Вдоль теплотрассы я дошел почти до Северной ТЭЦ, но потом пришлось возвращаться, потому что ТЭЦ охраняли солдаты. Долго брел какими-то изрытыми воронками полями, пока не выбрался к лесам. Даже отдаленно я не представлял себе своего положения. Не знал, как далеко удалось уйти от Москвы. Как оказалось, совсем недалеко. На одной из дорог я влился в еще один поток беженцев, который, еле двигаясь, много часов спустя вынес меня на Осташковское шоссе. В одиночку я проделал бы этот путь во много раз быстрее. Но в одиночку было страшно. В толпе, впрочем, тоже. И кроме одинокого страха, который по большей части был страхом людской массы перед неизвестностью, в толпе подстерегала она, моя новая знакомая по имени Паника. Самая жуткая из всех моих знакомых.
Поэтому я согласился. Среди нескольких вооруженных и умеющих обращаться с оружием людей было безопаснее, чем в многотысячной человеческой толпе, легко превращающейся в животную массу.
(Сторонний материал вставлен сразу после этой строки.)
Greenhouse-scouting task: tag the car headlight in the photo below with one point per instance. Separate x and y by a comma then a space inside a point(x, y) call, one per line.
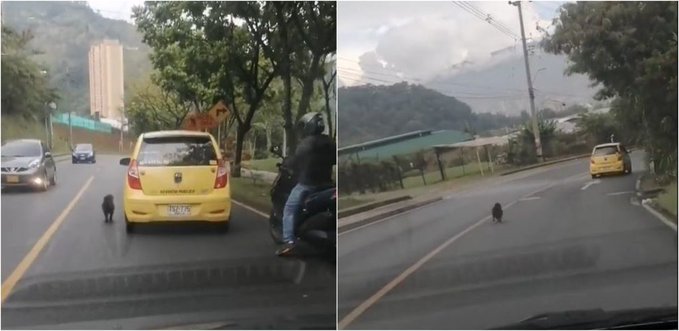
point(34, 164)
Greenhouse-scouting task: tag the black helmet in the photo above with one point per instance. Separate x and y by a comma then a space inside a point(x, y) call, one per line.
point(311, 124)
…В далеком теперь уже 1987 году Карасев, налетавший достаточно для стремительно приближающейся пенсии, решил перевестись в более тихое и уютное место. Это ведь только в бескрылом обществе принято идеализировать небо, придавая ему флер романтики и прочие легендарные качества. Что вполне, впрочем, объяснимо для тех, кто навеки прикован к земле. Действительность, как обычно, не так радужна. Постоянные перегрузки, смена давления, вибрации и эмоциональные потрясения, — все это за предписанные двадцать лет выслуги сильно убивает организм. К тому же начиналась (пока еще едва заметная) волна гонений на армию, которая, в частности, привела в 1991 году к приказу, запрещающему военным появляться в общественных местах в форме. В период славной вольницы президента Михаила Сергеевича Горбачева армия деградировала до такой степени, что за год военным летчикам с трудом удавалось налетать три-четыре часа. За год! Из восьмисот семидесяти шести тысяч часов — три часа полетов и восемьсот семьдесят три часа на земле. Так выглядела только военная авиация того периода. Майор Карасев, человек, всю жизнь поддерживавший хорошие отношения со здравым смыслом, понял, что в небе ловить больше нечего. Через каких-то хороших знакомых в Генштабе ему удалось получить место коменданта при тренировочной базе ВВС на Клязьминском водохранилище. Действительно тихое и спокойное место. При тренировочной базе имелся частично погруженный в воду Ту-154, на котором отрабатывались действия при экстренном приводнении: спасение, эвакуация и прочее. Всем этим хозяйством и стал заведовать майор Карасев.